May 13, 2019. Joshua Redman is like the Kobe Bryant of saxophonists. All the pedigree, all the pressure, all the hype and—no doubt—all the people who would’ve preferred he not live up to it.
In the nearly 30 years since Redman won the Monk sax competition, through all the insipid overrated/underrated conversations, all that the versatile Redman has continued to do is record and tour—with Brad Mehldau, with The Bad Plus, and even with Phish-inspired jam band, Umphrey’s McGee.
On Come What May, Redman’s back in the studio with a quartet that last recorded together in 2001—you’ll be glad you waited for this one.
Which is more than just a little misleading, since this quartet has toured plenty together over the past two decades. And it shows.

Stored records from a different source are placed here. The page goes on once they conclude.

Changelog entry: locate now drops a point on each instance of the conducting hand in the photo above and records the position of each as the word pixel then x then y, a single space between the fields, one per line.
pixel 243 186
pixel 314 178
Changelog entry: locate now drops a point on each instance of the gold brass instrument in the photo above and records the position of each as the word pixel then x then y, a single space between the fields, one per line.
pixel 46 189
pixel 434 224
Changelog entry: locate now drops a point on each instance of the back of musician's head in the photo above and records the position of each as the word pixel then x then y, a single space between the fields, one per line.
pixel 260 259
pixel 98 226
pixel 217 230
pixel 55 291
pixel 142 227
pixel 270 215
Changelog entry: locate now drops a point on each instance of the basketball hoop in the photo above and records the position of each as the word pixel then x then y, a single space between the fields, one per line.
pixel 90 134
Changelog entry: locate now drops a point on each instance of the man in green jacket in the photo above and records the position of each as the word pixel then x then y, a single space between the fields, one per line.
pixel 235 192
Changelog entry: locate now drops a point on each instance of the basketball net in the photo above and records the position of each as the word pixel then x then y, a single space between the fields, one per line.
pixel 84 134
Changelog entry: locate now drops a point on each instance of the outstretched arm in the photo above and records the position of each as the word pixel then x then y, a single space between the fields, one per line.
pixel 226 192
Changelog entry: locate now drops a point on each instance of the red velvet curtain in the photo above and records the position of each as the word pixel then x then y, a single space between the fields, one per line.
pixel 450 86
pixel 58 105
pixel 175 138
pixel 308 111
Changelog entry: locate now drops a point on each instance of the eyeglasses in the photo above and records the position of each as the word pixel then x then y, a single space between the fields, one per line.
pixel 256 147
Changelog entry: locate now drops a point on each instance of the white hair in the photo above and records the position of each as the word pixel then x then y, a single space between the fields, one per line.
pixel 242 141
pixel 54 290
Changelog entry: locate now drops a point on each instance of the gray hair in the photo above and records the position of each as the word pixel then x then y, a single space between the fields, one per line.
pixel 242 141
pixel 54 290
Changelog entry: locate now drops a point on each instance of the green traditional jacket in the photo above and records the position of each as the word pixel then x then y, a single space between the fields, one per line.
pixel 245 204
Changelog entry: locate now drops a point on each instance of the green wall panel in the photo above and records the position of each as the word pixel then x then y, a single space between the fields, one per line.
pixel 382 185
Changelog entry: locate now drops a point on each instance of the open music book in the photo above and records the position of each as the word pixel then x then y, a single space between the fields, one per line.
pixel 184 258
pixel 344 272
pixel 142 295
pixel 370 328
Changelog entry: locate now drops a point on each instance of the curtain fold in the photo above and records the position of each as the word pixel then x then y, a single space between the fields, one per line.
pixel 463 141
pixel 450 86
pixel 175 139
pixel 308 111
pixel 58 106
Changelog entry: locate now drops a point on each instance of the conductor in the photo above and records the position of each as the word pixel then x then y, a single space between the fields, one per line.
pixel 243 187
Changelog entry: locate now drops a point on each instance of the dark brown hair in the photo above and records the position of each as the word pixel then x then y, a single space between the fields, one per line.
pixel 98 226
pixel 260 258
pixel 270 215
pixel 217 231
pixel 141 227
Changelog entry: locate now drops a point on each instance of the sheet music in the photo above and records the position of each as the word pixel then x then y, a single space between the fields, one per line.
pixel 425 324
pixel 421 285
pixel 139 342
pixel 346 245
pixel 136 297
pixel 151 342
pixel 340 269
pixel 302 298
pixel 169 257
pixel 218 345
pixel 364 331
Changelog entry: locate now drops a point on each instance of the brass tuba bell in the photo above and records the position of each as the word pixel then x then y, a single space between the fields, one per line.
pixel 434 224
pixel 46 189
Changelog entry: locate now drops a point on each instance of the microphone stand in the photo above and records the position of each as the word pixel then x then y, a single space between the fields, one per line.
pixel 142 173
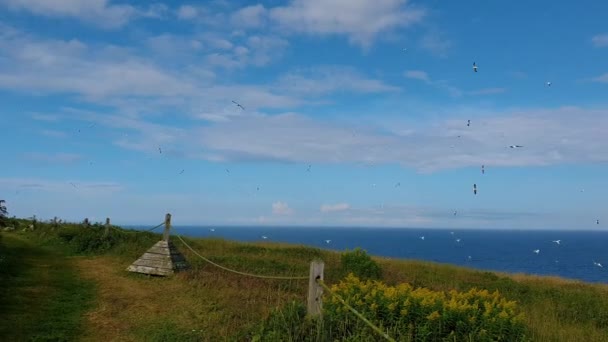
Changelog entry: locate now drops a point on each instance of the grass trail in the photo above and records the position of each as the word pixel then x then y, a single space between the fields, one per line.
pixel 42 297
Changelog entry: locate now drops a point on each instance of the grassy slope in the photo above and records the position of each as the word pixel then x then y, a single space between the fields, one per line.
pixel 42 296
pixel 208 303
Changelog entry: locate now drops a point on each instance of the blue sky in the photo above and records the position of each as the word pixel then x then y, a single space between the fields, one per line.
pixel 90 89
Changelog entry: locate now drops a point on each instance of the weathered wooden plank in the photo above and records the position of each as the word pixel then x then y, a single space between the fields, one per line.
pixel 154 256
pixel 159 250
pixel 153 263
pixel 150 270
pixel 315 291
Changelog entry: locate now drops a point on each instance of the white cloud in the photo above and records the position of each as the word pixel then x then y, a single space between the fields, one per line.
pixel 55 158
pixel 323 80
pixel 600 40
pixel 96 12
pixel 518 74
pixel 53 133
pixel 68 186
pixel 250 17
pixel 418 75
pixel 453 91
pixel 130 79
pixel 281 208
pixel 187 12
pixel 441 84
pixel 549 136
pixel 602 78
pixel 328 208
pixel 361 20
pixel 487 91
pixel 45 117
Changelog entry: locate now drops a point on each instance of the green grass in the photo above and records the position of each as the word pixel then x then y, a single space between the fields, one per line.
pixel 42 296
pixel 209 304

The chemistry, the feel these guys have for playing together, jumps right off the record.
Redman is in constant concert with pianist Aaron Goldberg (see the second track, “I’ll Go Mine”), and Reuben Rogers (bass) and Gregory Hutchinson (drums) round out a rhythm section that is nothing short of superior. Each instrumentalist, in due course, has his moments of dizzying individual virtuosity, but you’ll never catch one in a rush to get there—the mark of a well-adjusted quartet.
Of course it’s Redman’s name that looms largest, and Dewey’s son does not disappoint. Each of the album’s seven tunes is a Redman original, as stylistically diverse a set as the various groups Redman tours with.

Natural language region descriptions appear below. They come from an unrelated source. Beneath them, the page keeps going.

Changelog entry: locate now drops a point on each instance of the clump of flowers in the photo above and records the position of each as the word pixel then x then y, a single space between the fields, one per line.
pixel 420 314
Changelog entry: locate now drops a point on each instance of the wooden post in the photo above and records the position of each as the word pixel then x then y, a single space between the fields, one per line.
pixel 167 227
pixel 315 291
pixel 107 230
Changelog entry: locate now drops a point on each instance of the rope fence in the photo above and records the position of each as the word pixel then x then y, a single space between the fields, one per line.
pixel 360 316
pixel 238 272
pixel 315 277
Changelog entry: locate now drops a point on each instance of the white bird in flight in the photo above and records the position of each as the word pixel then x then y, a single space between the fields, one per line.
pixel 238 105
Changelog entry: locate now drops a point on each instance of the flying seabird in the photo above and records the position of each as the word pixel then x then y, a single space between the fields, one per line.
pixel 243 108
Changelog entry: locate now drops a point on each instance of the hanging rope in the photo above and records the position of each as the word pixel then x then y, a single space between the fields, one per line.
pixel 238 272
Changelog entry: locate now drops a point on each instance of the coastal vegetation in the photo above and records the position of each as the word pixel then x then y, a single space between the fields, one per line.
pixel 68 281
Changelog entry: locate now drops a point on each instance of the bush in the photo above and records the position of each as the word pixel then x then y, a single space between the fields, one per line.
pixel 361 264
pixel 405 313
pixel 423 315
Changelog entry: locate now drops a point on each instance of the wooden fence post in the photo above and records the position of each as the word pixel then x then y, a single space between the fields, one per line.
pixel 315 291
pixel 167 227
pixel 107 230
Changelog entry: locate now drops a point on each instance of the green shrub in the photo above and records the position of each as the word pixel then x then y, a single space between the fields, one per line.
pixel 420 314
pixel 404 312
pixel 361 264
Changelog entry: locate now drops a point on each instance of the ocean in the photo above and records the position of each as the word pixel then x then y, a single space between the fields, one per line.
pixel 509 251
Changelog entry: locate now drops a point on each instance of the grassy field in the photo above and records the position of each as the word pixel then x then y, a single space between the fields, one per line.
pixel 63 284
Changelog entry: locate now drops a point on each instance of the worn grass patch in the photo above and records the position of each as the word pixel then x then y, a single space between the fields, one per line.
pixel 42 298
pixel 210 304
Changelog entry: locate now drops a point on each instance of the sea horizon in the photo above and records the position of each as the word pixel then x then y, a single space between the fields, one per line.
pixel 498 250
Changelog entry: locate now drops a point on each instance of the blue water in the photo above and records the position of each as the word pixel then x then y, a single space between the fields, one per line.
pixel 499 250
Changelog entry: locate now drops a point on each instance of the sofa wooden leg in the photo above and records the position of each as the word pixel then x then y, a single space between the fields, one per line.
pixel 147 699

The opener, “Circle of Life,” is an ethereal, surrealistic waltz that, true to its name, goes in a circle in a way that, for Belá Fleck fans, may recall “The Great Circle Route” from Tales from the Acoustic Planet.
The title track, situated in the album’s middle, could just as easily be its closer. “Come What May,” shot through with R&B sensibility, feels like a closing theme. It’s here where Redmond’s playing might be at its most soulful, his tenor sound a friendly arm around the listener’s shoulder. Reuben Rogers, no less sensitive, is, at the same time, particularly commanding on bass here, anchoring the tune and soloing with distinction.
“How We Do” and “DGAF” ratchet the energy back up. The former presents the ever-elusive combination of catchiness and sophistication that makes record companies’ jobs easy—no doubt this would be the first single off the album. Redman’s had a knack for this type of composition—writing tunes that other jazz musicians will invariably come to love covering and expanding upon—since penning “The Deserving Many,” for 1993’s Wish.
“DGAF” is just as intoxicating and makes its way into the bloodstream with even greater alacrity, as a latin-tinged, klezmer-flavored hook overlays the main attraction here, Greg Hutchinson surgically turning his drum kit into a pile of ashes.
Enjoy carefully, this album may be warm to the touch.